Ce personnage s’appelle Angira. Si son nom est indien, son histoire est celle de Leconte de Lisle et de beaucoup de ses contemporains. Cependant, bien que sa physionomie soit un peu moderne, l’auteur du Bhagavata-Purana n’aurait point été surpris autrement de ses discours. Car voici comment Vyâsa lui-même, l’auteur présumé du Bhagavata-Purana[1], conte une conversation qu’il eut avec Narada :


Nârada dit : Illustre fils de Parâçara, l’âme qui anime ton corps et qui réside dans ton cœur s’y trouve-t-elle, ou non, contente d’elle-même ? Tu as désiré et tu as obtenu de posséder la science ; tu as accompli une grande merveille en composant le Bhârata, trésor de toutes les choses utiles.

Tu as désiré connaître et tu as lu le Vêda éternel ; et cependant, pourquoi te désoles-tu comme si tu n’avais pas atteint ton but ?

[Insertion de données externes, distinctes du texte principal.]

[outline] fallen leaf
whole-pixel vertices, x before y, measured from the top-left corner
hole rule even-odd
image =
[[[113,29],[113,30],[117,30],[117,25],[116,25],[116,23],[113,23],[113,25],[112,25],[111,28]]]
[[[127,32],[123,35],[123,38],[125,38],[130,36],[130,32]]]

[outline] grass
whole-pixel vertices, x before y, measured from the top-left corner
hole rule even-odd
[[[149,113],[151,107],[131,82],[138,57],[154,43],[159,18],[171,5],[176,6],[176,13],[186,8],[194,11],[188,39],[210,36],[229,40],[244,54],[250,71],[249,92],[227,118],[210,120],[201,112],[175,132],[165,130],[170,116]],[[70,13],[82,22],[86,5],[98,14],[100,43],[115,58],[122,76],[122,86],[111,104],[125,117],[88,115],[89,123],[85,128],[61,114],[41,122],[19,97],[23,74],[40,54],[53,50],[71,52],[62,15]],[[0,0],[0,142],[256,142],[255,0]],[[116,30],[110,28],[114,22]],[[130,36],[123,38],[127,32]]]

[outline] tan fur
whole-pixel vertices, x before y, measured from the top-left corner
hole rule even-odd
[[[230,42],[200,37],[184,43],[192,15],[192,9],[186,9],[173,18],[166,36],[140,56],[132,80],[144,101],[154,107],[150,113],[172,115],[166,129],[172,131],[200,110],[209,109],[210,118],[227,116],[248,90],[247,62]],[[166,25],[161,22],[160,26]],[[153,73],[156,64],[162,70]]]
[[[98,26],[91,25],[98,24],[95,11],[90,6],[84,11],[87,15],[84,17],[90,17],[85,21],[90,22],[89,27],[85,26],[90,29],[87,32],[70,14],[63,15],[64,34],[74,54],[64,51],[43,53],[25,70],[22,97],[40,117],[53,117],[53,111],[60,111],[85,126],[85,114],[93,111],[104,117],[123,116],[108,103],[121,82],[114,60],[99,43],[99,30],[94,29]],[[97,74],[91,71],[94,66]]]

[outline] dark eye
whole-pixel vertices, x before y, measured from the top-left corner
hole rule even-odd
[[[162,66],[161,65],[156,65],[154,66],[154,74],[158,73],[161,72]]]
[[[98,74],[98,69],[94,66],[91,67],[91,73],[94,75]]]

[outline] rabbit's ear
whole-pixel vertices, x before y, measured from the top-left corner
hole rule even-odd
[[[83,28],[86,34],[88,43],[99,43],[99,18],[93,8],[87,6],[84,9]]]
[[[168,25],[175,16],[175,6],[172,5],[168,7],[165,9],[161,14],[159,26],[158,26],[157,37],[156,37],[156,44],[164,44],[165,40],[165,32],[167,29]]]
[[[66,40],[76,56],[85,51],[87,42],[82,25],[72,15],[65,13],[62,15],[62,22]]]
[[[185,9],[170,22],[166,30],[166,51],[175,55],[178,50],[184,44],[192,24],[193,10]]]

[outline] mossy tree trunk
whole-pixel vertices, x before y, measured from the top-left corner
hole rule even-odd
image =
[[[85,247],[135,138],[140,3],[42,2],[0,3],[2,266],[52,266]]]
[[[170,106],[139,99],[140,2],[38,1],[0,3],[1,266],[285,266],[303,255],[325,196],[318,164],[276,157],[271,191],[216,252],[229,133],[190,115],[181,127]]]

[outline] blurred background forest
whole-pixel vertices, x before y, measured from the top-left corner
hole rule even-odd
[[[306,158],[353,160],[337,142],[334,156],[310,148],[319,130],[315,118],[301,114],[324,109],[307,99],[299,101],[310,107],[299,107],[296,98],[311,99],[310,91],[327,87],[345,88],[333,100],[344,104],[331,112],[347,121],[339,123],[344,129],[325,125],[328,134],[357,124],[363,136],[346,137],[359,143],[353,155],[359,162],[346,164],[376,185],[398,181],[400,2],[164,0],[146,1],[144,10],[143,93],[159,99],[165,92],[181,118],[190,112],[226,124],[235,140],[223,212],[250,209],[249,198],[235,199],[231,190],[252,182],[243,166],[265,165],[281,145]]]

Vyâsa dit : Je possède en effet toutes les connaissances que tu viens d’énumérer, et cependant mon âme n’est pas satisfaite. C’est à toi qui es né du corps du Dieu qui naquit de lui-même que j’en demande la cause, que je ne puis saisir, dont le secret m’est inconnu


  1. Vyâsa passe pour être aussi le compilateur des Védas.